A smart document retrieval system designed for farmers and agricultural professionals. This tool aims to help users manage and query information about their land, stored in tools like dashboards or uploaded documents (e.g., PDFs, CSVs). While the current version focuses on retrieving information from uploaded PDFs, the system is envisioned to integrate with dashboard data and CSV files in future versions. The retrieval-augmented generation system allows users to ask questions and receive accurate, referenced answers, making it easier to find critical information quickly and efficiently.
Overview
Key Features
Document Upload/Indexing: Automatically indexes PDF files, cleans text using PyMuPDF, and generates vector representations for semantic searching.
Natural Language Queries: Ask questions in natural, everyday language and receive answers that take context into consideration.
Source Attribution: Each answer contains references to the source documents, making them traceable and verifiable.
Vector Similarity Search: Based on ChromaDB for efficient semantic document searches by meaning, not keyword.
Integration of LLM: Using Ollama for local inference with Qwen2:1.5B, preserving privacy and avoiding API charges.
Document Management: See, list, and delete indexed documents via a clean API.
Technical Architecture
Backend: FastAPI with async support.
Vector Database: ChromaDB for persistent embedding storage.
Embeddings: Default ChromaDB embedding function.
LLM: Ollama (local inference) with Qwen2:1.5B.
Document Processing: PyMuPDF (fitz) for text extraction, LangChain for recursive chunking.
Containerization: Docker + Docker Compose managed via Makefile.
System Performance
Fast Indexing: Processes complex PDFs quickly using high-performance C-based extraction (fitz).

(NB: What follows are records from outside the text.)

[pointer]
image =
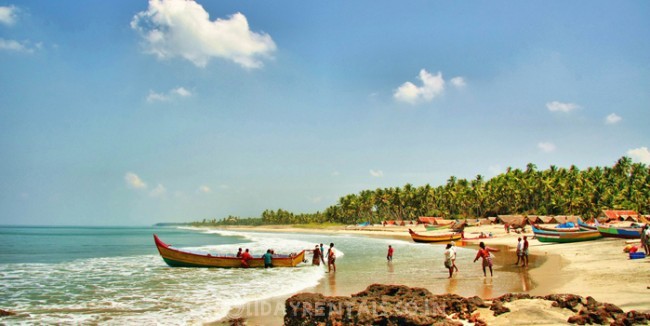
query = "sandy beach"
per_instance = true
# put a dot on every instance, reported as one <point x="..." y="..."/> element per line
<point x="597" y="268"/>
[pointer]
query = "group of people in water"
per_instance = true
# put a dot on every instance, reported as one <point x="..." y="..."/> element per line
<point x="246" y="256"/>
<point x="319" y="256"/>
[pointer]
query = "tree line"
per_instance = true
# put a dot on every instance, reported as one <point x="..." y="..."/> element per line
<point x="554" y="191"/>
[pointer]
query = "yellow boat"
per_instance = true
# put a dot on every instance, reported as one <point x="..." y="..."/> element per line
<point x="439" y="237"/>
<point x="178" y="258"/>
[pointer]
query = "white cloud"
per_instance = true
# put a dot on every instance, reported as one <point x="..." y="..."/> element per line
<point x="169" y="95"/>
<point x="495" y="169"/>
<point x="613" y="119"/>
<point x="546" y="147"/>
<point x="458" y="82"/>
<point x="13" y="45"/>
<point x="204" y="189"/>
<point x="432" y="86"/>
<point x="8" y="15"/>
<point x="556" y="106"/>
<point x="159" y="191"/>
<point x="178" y="28"/>
<point x="181" y="91"/>
<point x="641" y="154"/>
<point x="377" y="173"/>
<point x="134" y="181"/>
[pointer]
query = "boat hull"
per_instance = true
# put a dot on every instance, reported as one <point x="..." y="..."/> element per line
<point x="556" y="229"/>
<point x="622" y="233"/>
<point x="178" y="258"/>
<point x="438" y="227"/>
<point x="565" y="237"/>
<point x="422" y="238"/>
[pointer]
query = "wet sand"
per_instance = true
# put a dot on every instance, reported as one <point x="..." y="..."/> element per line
<point x="593" y="268"/>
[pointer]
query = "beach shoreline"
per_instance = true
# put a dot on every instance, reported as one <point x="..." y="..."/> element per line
<point x="598" y="268"/>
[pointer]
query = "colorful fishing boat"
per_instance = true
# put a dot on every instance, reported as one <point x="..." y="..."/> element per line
<point x="565" y="237"/>
<point x="620" y="232"/>
<point x="582" y="224"/>
<point x="178" y="258"/>
<point x="556" y="229"/>
<point x="438" y="227"/>
<point x="438" y="237"/>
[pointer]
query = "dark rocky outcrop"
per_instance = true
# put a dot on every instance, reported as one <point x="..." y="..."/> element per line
<point x="380" y="305"/>
<point x="6" y="313"/>
<point x="402" y="305"/>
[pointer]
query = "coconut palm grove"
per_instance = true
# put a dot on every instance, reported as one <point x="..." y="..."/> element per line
<point x="553" y="191"/>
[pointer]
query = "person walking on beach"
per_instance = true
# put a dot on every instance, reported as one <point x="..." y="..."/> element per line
<point x="268" y="259"/>
<point x="646" y="243"/>
<point x="317" y="256"/>
<point x="519" y="250"/>
<point x="245" y="257"/>
<point x="449" y="253"/>
<point x="484" y="253"/>
<point x="322" y="253"/>
<point x="453" y="256"/>
<point x="331" y="258"/>
<point x="524" y="253"/>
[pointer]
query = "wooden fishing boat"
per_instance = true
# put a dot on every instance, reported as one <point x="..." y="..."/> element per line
<point x="179" y="258"/>
<point x="565" y="237"/>
<point x="438" y="227"/>
<point x="556" y="229"/>
<point x="582" y="224"/>
<point x="439" y="237"/>
<point x="620" y="232"/>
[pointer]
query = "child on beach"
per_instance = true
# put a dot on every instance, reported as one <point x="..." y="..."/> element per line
<point x="331" y="258"/>
<point x="453" y="255"/>
<point x="484" y="253"/>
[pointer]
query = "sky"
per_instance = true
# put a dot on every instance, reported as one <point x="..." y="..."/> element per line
<point x="137" y="112"/>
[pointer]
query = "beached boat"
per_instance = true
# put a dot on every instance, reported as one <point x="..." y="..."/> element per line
<point x="620" y="232"/>
<point x="179" y="258"/>
<point x="438" y="227"/>
<point x="564" y="237"/>
<point x="439" y="237"/>
<point x="556" y="229"/>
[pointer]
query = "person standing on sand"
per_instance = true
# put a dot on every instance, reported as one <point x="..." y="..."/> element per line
<point x="245" y="257"/>
<point x="453" y="256"/>
<point x="449" y="253"/>
<point x="322" y="254"/>
<point x="524" y="253"/>
<point x="317" y="256"/>
<point x="519" y="250"/>
<point x="484" y="253"/>
<point x="646" y="243"/>
<point x="268" y="259"/>
<point x="331" y="258"/>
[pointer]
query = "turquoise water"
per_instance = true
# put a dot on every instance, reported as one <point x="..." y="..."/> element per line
<point x="57" y="275"/>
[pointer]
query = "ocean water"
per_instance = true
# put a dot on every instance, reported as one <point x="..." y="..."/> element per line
<point x="77" y="275"/>
<point x="116" y="276"/>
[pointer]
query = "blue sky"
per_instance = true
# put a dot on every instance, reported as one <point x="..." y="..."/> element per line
<point x="136" y="112"/>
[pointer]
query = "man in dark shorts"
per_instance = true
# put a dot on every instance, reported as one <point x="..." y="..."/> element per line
<point x="331" y="258"/>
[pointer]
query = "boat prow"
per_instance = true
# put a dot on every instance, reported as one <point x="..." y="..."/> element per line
<point x="440" y="237"/>
<point x="179" y="258"/>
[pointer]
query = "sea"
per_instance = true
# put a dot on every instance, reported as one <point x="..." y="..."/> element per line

Sub-second Retrieval: Retrieves relevant context chunks in <100ms via vector search.
Streaming Responses: Real-time token generation for a smooth user experience.
Scalable Storage: Persistent vector database ensures knowledge remains available across restarts.
Installation & Setup
The project is fully containerized. Use the provided Makefile to manage the application:
# Build and start the entire stack (Ollama, Backend, Frontend)make# Stop all servicesmake down# View live logsmake logs
API Endpoints
POST /upload # Upload and index PDF documents
GET /documents # List all indexed documents
DELETE /documents/{filename} # Remove document from knowledge base
POST /chat?query=… # Ask questions and get answers
POST /search?query=… # Vector search without LLM generation
Use Cases
Agricultural Research: Query farming best practices, crop disease information, and irrigation guidelines
Knowledge Management: Convert static document libraries into interactive Q&A systems
Decision Support: Get quick answers from policy documents, regulations, and technical manuals
Educational Tools: Create study assistants from textbooks and research papers
Technical Highlights
Recursive Chunking: Uses a 1500-character window to preserve semantic meaning better than fixed-size blocks.
Source-Grounded Responses: LLM is constrained to answer only from provided context, preventing hallucinations
Containerized Orchestration: Seamless deployment of AI, Backend, and Frontend services using Docker.
Local Data Privacy: Entire pipeline runs locally; no data ever leaves your machine.
Project Learnings
This project demonstrates expertise in:
Information Retrieval: Vector embeddings, semantic search, and similarity metrics
NLP Engineering: Text preprocessing, chunking strategies, and prompt engineering
System Design: Building production-ready APIs with proper error handling and validation
AI/ML Integration: Combining multiple AI components (embeddings, vector DBs, LLMs) into a cohesive system
This project showcases the practical application of RAG architecture for domain-specific knowledge extraction, demonstrating how modern AI can make large document collections instantly queryable.